Binaries compiled with this command (I didn't use cross it was too slow on Mac)

LIBZ_SYS_STATIC=1 TARGET_CC=aarch64-linux-musl-gcc RUSTFLAGS="-C linker=aarch64-linux-musl-gcc -C link-arg=-static -C opt-level=z -C lto" cargo build --release --target aarch64-unknown-linux-musl

  1. Output of quickwit --version

checked out v0.8.1

  1. The index_config.yaml

version: 0.7

index_id: test-index

doc_mapping: field_mappings:

search_settings: default_search_fields: [name]

indexing_settings: split_num_docs_target: 2000000

rdettai commented 1 month ago

Hi @OperationalFallacy, thanks for reporting this.

It would be a useful improvement indeed, even though it is far from trivial to identify all un-recoverable errors and bubble them up to stop the lambda.

One example was sending gz files which I realized not supported

gz files are supported, if you run Quickwit Lambda with these packages it should work just fine.

In general, we don't guaranty that main or the Quickwit release tags (e.g 0.8.1) builds to a functioning AWS Lambda. The release cycle of Quickwit Lambda is still independent at this stage. You should use the Lambda release tags instead (aws-lambda-beta-xx).

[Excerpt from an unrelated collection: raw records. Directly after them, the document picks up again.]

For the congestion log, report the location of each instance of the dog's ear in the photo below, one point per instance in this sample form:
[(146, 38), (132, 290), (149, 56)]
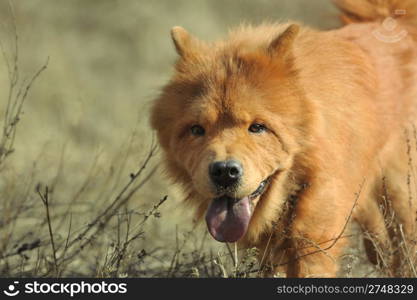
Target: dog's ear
[(183, 41), (282, 44)]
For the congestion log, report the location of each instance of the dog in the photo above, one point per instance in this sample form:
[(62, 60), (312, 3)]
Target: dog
[(281, 135)]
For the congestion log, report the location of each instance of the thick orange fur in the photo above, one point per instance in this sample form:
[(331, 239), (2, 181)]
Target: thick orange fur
[(336, 105)]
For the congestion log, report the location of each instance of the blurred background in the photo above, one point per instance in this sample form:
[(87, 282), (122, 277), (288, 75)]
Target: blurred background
[(84, 127)]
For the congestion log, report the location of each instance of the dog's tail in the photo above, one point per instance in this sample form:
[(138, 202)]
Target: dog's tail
[(356, 11)]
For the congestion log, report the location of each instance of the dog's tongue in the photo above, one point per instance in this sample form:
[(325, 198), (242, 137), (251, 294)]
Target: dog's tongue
[(227, 219)]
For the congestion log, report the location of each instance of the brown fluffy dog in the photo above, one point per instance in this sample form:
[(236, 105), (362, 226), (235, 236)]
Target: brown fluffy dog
[(281, 134)]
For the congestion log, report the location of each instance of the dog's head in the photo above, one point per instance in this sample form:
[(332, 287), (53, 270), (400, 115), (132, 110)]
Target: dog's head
[(227, 122)]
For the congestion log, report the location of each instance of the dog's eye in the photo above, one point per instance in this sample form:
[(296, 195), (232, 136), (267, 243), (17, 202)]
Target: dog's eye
[(257, 128), (197, 130)]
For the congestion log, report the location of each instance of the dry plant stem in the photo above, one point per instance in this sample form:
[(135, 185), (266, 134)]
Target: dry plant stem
[(45, 200)]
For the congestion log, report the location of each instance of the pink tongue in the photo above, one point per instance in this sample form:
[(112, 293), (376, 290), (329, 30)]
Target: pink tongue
[(228, 219)]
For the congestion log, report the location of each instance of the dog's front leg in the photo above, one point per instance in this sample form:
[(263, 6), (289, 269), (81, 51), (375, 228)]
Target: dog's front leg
[(319, 230)]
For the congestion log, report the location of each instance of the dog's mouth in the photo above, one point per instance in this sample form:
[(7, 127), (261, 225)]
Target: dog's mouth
[(228, 218)]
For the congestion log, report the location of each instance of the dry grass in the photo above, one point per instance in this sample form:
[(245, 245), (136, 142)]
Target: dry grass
[(81, 193)]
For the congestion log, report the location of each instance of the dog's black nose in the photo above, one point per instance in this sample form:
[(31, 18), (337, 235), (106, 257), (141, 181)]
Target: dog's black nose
[(225, 173)]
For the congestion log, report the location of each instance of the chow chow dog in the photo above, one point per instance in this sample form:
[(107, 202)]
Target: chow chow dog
[(281, 135)]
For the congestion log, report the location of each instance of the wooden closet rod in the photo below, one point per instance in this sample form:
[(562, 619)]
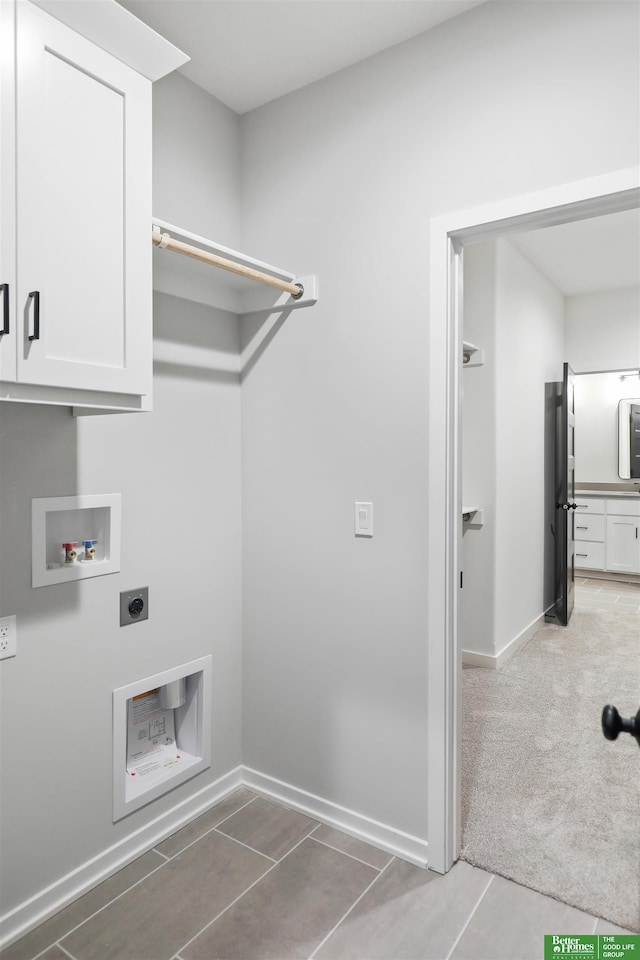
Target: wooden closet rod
[(167, 242)]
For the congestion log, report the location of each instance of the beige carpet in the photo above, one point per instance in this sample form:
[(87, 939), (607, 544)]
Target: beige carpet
[(546, 800)]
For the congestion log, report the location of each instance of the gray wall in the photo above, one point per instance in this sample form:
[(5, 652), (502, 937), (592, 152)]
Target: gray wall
[(341, 178), (178, 470)]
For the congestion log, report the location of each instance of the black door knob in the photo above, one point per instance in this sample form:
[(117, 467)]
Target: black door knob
[(613, 724)]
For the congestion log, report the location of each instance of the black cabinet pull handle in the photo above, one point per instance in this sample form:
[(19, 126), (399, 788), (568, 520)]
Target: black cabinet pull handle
[(4, 289), (35, 296)]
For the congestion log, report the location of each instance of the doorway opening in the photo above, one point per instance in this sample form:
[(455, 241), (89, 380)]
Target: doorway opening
[(450, 234)]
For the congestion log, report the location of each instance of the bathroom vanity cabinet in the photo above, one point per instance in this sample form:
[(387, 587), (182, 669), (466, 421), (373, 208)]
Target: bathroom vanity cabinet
[(75, 199), (607, 533)]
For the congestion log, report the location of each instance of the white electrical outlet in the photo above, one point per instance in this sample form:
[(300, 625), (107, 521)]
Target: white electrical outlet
[(8, 637)]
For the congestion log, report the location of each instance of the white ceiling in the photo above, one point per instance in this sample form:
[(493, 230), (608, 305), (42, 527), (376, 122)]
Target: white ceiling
[(248, 52), (586, 256)]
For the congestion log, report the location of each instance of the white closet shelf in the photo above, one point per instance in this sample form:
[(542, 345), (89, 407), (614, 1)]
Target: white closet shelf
[(231, 288), (473, 516), (472, 355)]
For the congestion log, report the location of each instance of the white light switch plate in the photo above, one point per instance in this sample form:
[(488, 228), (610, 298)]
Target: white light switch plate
[(363, 519)]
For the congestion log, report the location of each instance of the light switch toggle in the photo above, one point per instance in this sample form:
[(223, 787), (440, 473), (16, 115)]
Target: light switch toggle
[(363, 519)]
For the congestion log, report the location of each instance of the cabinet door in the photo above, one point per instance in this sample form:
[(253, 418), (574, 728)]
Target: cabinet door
[(83, 212), (623, 544), (7, 195)]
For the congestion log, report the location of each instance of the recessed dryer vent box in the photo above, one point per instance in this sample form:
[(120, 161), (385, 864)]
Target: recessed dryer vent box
[(157, 746), (89, 526)]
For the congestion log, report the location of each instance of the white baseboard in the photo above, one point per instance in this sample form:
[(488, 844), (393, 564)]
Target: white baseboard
[(64, 891), (474, 659), (387, 838)]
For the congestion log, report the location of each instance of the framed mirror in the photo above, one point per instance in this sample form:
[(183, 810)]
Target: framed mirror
[(629, 439)]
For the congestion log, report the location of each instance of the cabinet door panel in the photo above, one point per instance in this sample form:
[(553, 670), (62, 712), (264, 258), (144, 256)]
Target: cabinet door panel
[(83, 212), (623, 544)]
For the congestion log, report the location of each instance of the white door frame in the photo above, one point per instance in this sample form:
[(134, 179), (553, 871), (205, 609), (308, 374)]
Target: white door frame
[(450, 233)]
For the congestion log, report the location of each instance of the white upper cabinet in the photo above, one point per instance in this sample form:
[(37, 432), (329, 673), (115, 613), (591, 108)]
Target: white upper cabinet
[(80, 307)]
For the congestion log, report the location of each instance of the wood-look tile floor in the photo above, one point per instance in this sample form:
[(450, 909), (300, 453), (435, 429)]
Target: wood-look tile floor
[(592, 594), (251, 879)]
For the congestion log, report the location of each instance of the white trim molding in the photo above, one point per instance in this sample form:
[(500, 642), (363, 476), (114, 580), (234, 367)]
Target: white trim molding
[(29, 914), (495, 661), (381, 835), (34, 911)]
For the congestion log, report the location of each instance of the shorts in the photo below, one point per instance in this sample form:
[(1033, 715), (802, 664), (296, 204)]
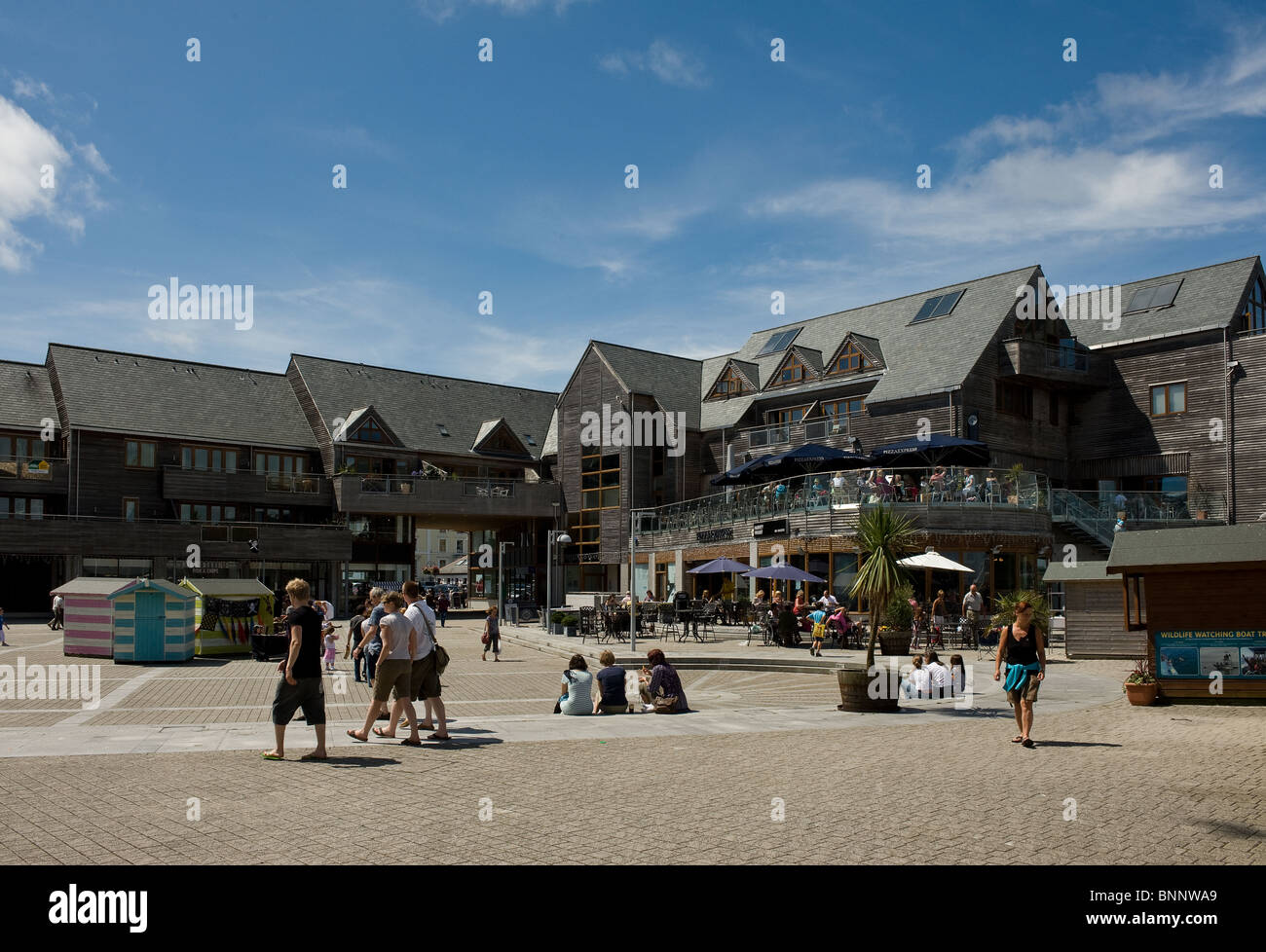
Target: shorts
[(309, 694), (1029, 691), (423, 678), (391, 674)]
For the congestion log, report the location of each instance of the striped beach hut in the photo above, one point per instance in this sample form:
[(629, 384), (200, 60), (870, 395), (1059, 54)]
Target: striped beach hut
[(89, 615), (226, 611), (153, 620)]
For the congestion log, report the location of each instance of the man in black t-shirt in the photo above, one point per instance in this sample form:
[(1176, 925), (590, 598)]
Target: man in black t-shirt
[(302, 683)]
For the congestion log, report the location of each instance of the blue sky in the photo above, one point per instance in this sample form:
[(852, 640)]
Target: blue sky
[(507, 176)]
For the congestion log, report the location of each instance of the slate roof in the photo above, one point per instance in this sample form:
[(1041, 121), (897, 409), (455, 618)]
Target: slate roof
[(1080, 572), (1206, 544), (1208, 299), (924, 358), (153, 396), (674, 382), (25, 395), (414, 404)]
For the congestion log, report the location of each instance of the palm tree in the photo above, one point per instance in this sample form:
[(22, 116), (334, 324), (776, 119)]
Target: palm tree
[(886, 537)]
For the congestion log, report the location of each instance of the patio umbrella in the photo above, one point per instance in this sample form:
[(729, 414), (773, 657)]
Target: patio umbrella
[(739, 474), (788, 572), (936, 450), (720, 565), (810, 458), (935, 561)]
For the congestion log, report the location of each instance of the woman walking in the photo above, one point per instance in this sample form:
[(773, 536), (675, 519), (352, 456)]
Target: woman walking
[(492, 636), (1024, 645)]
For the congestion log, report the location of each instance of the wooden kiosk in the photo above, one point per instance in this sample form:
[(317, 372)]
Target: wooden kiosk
[(1202, 610)]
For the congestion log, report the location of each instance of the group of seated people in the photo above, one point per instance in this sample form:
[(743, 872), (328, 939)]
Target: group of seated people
[(657, 685), (928, 677)]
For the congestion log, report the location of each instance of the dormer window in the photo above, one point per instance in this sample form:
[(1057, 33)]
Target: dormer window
[(793, 373), (729, 384), (851, 361)]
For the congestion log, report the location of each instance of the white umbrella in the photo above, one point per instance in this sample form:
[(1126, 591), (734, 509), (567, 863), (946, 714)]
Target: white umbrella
[(935, 561)]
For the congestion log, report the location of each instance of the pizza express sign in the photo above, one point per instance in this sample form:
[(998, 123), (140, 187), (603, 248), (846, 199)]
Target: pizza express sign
[(775, 527)]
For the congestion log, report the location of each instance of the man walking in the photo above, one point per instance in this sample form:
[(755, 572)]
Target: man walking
[(973, 604)]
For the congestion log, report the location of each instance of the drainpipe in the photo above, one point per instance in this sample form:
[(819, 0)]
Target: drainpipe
[(1229, 434)]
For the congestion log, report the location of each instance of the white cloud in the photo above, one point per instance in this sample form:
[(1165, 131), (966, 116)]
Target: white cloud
[(669, 63)]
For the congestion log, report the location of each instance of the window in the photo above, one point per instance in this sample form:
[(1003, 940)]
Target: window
[(729, 384), (1254, 311), (139, 455), (207, 458), (1169, 399), (1014, 400), (779, 342), (277, 463), (600, 481), (1153, 296), (937, 307), (793, 373), (851, 361)]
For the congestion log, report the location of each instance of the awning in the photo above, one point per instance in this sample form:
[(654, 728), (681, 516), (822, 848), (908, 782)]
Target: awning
[(936, 563)]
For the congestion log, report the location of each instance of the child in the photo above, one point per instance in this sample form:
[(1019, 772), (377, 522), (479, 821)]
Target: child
[(819, 631), (330, 643)]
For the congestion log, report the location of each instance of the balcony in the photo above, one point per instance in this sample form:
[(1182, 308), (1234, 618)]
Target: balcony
[(479, 501), (21, 475), (144, 538), (244, 487), (1036, 362), (811, 505)]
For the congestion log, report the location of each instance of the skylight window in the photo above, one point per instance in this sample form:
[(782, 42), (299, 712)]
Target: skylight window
[(780, 342), (1153, 296), (937, 307)]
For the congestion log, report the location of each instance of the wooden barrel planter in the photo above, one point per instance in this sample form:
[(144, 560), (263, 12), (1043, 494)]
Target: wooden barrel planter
[(855, 690)]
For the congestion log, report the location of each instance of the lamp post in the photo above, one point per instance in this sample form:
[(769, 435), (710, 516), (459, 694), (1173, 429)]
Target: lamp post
[(553, 537), (501, 590)]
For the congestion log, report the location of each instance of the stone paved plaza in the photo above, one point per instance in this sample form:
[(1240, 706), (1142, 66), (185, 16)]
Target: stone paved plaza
[(1106, 784)]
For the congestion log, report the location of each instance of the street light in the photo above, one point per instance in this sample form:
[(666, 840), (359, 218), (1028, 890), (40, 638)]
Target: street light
[(501, 590), (564, 539)]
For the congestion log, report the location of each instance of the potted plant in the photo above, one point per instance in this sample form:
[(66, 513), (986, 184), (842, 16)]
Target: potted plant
[(886, 537), (1140, 686)]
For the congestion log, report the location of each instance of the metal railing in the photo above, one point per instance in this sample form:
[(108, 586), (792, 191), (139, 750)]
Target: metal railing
[(1096, 512), (915, 488)]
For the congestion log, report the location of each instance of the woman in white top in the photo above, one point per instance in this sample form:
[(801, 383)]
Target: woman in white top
[(919, 682), (577, 686)]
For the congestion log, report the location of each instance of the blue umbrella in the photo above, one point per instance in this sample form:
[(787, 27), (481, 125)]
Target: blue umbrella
[(788, 572), (721, 565)]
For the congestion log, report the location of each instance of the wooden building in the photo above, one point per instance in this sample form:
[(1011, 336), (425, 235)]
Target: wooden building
[(1203, 615), (1090, 603)]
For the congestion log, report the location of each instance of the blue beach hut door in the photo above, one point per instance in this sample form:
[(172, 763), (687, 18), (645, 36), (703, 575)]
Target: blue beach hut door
[(150, 626)]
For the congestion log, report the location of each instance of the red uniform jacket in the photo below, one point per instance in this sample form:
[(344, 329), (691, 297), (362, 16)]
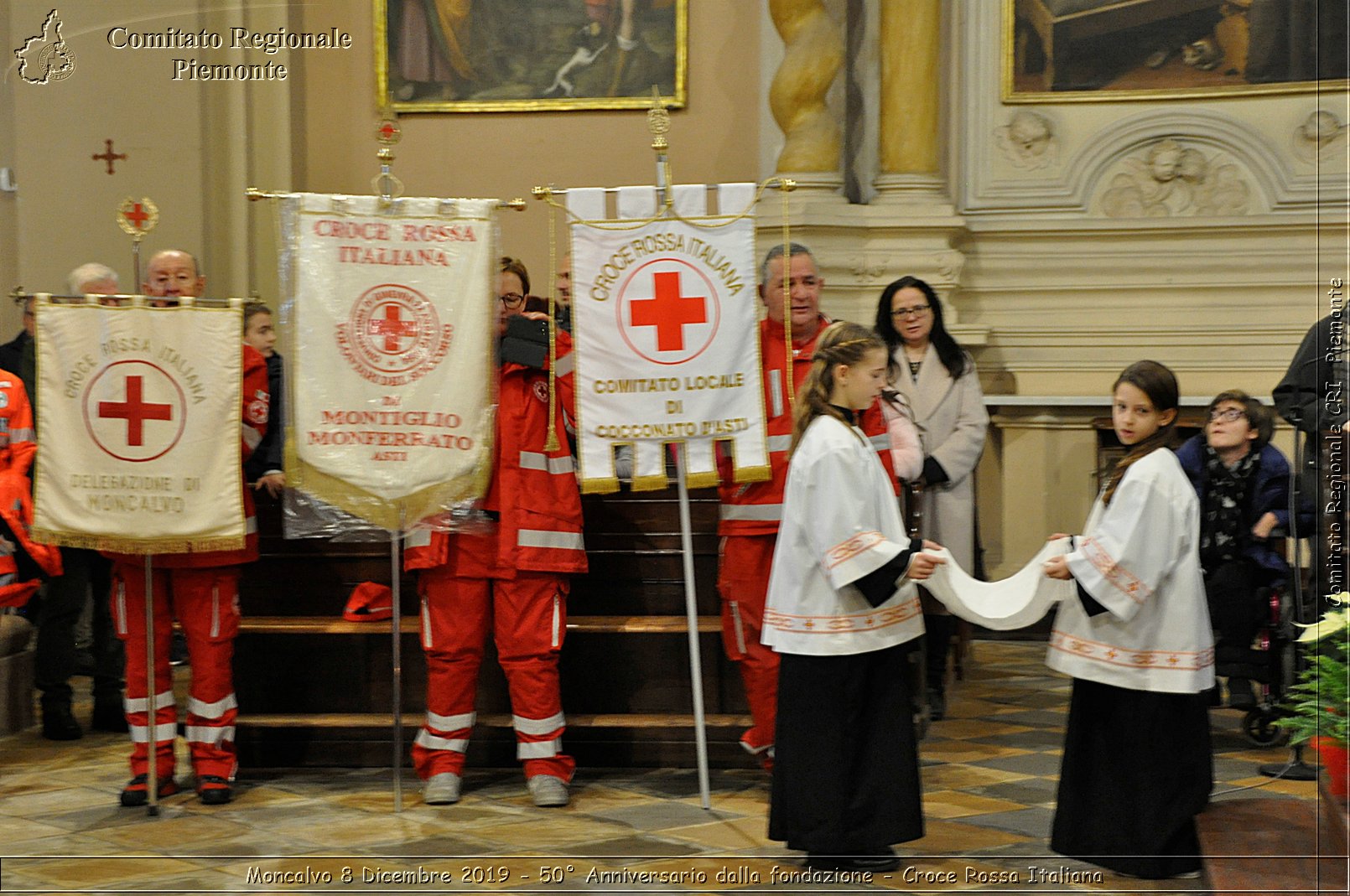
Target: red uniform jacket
[(756, 508)]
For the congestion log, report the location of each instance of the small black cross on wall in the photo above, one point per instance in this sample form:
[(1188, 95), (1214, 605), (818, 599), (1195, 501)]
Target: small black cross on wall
[(108, 155)]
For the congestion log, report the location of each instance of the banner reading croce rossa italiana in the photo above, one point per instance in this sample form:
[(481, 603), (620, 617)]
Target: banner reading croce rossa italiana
[(138, 438), (391, 319), (667, 343)]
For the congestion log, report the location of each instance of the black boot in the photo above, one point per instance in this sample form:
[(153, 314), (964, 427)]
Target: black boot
[(937, 637), (59, 723), (108, 714)]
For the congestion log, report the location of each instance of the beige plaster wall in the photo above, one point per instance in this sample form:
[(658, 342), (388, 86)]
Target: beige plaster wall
[(716, 138)]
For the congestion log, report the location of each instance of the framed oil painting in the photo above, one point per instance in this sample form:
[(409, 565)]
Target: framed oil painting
[(529, 55), (1083, 50)]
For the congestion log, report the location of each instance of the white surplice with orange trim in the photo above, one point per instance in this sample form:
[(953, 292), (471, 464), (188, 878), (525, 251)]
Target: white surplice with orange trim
[(840, 522), (1140, 559)]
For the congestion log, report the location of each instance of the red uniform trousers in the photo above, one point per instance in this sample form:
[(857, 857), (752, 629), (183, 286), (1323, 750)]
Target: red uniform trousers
[(528, 619), (205, 602), (743, 582)]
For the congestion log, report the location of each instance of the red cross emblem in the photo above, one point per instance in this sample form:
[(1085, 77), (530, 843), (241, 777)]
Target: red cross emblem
[(123, 405), (668, 312), (138, 216), (393, 327), (135, 411)]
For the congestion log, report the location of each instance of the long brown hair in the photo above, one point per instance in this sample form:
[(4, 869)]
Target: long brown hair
[(840, 343), (1160, 385)]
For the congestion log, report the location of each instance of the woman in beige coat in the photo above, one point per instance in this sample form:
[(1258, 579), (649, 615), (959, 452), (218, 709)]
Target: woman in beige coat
[(937, 378)]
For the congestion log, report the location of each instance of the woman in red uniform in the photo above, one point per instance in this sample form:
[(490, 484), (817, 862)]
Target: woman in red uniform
[(511, 581)]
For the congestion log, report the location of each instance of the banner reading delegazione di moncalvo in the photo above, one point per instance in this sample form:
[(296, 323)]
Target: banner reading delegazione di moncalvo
[(391, 318), (667, 342), (138, 443)]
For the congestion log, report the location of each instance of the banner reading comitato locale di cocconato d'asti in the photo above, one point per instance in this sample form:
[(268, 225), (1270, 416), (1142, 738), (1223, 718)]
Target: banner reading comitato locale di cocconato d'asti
[(666, 334), (391, 316)]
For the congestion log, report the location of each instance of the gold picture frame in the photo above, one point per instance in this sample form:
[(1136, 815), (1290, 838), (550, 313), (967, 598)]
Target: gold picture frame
[(1111, 50), (522, 55)]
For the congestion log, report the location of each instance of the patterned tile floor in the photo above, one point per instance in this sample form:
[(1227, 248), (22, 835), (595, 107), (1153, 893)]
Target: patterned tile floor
[(989, 792)]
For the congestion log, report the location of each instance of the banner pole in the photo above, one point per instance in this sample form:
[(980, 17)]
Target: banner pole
[(657, 122), (152, 702), (394, 539)]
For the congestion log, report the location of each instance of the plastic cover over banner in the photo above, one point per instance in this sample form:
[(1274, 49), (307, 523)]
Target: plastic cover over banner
[(666, 334), (138, 442), (391, 316)]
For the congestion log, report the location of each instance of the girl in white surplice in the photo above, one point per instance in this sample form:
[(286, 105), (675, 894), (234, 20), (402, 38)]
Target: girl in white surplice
[(843, 614), (1137, 765)]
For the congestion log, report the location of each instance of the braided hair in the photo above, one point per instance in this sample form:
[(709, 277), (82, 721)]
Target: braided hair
[(1160, 385), (840, 343)]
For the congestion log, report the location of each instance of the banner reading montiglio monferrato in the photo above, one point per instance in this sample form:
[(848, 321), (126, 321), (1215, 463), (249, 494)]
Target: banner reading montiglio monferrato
[(391, 318), (666, 334)]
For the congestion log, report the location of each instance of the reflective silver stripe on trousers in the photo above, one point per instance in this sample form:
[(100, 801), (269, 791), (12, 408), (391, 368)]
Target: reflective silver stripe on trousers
[(736, 626), (536, 460), (537, 728), (212, 710), (141, 733), (765, 513), (142, 705), (429, 741), (536, 750), (210, 733), (558, 622), (544, 539), (122, 608), (451, 722)]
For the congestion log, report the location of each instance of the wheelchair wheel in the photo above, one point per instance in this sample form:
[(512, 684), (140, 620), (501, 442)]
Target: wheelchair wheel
[(1261, 729)]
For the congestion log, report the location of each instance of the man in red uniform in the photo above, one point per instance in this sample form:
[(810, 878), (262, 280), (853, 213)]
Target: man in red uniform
[(201, 591), (513, 581), (750, 513)]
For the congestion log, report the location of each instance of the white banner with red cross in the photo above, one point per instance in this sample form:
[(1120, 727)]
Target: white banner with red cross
[(666, 334), (391, 316), (139, 428)]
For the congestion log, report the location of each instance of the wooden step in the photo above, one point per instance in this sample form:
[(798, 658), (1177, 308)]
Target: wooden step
[(408, 625), (496, 721)]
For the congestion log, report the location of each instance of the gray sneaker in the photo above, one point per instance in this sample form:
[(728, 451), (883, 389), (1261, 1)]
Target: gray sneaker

OperationalFallacy commented 1 month ago

Agree, won't be easy. I saw it runs server-side software. Pretty remarkable you made it work in Lambda, and so well.

Is there an option to make all errors unrecoverable? If users prefer Lambda can use own retry mechanism. I recognize, though - this is probably not how quickwit servers designed :)

Thanks for pointing to the tags, I'll try it!

rdettai commented 1 month ago

Is there an option to make all errors unrecoverable?

There is currently a retry mechanism at the indexing pipeline level that could be disabled. That wouldn't be a silver bullet solution but might already avoid hanging in many failure cases.

OperationalFallacy commented 1 month ago

That should help. Is there a configuration option to disable it?